I first glue the back plate to the spinner with a small amount of PVA ensuring the spinner/backplate seam is fully closed and will represent the finished look. Note that I build 1/48 and I spend quite some time dry-fitting the prop components to ensure everything will go back together nicely when fully painted.  I then complete painting and decaling as required. Once finished, I gently separate the spinner and its backplate and remove all trace of PVA with pointed tweezers, toothpick and a scalpel blade.

 

I have found the separation of the spinner and backplate has not been a problem and have not had to resort to a scalpel blade to ensure neat paint separation unless there is a decal over the parting seam. Paints are airbrushed, so the coats are not excessive, starting with an undercoat, my usual Mr Finishing Surfacer 1500 (thinned with Mr Levelling thinners), before Tamiya or Gunze top coats and a Gunze GX100 gloss coat for decals.  Sometimes I do cut the decal spiral if required depending on the nature of the decal itself although like @Tail-Dragon I'm tending to paint more spirals with a similar technique as he described.
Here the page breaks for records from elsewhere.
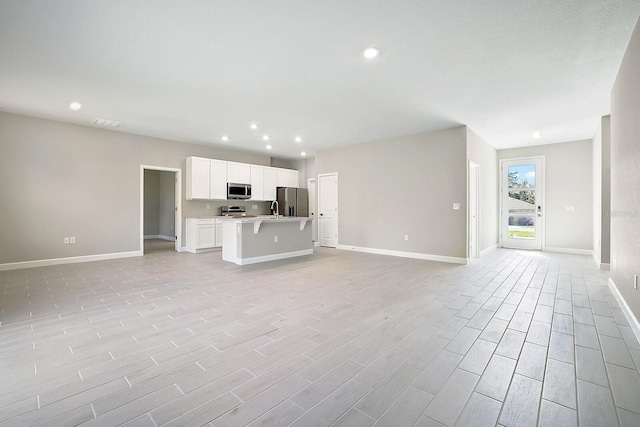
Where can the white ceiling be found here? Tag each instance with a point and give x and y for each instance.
(196, 70)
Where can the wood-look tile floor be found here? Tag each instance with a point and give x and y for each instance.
(338, 338)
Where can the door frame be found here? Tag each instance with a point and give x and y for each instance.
(314, 220)
(542, 220)
(474, 196)
(320, 222)
(178, 204)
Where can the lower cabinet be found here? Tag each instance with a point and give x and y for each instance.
(203, 234)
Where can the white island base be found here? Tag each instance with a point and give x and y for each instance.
(252, 240)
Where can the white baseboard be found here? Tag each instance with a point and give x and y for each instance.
(633, 320)
(401, 254)
(159, 236)
(68, 260)
(274, 257)
(588, 252)
(489, 249)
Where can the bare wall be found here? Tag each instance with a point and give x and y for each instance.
(568, 182)
(602, 191)
(59, 179)
(625, 174)
(401, 186)
(481, 152)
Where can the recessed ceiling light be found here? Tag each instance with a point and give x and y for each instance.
(371, 52)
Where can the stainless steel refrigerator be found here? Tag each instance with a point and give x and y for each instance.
(293, 201)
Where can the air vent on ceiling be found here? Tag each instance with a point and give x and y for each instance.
(107, 123)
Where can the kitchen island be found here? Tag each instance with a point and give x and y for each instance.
(252, 240)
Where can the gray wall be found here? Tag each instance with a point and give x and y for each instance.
(59, 179)
(602, 191)
(479, 151)
(151, 203)
(166, 204)
(625, 174)
(568, 181)
(401, 186)
(159, 203)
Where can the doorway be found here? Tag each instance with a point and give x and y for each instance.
(313, 206)
(328, 208)
(474, 210)
(522, 203)
(160, 190)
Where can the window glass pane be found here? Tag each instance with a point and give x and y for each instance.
(522, 226)
(522, 201)
(522, 176)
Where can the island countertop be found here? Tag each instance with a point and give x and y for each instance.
(248, 240)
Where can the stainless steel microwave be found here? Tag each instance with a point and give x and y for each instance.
(238, 191)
The key is to get that spinner in it's own right to work on it, if the kit allows this. When I assemble the prop I glue the components using CA while avoiding the spinner to backplate seam.

 

It ends up a little project in its own right and I too tend to do this early in the build.

 

You will always get a kit where this will not work and unless it is a wonderful decal as supplied, it's back to pre-trimming or cutting decals and/or decal solvents or masking, some cursing may help, or a combination of all these techniques.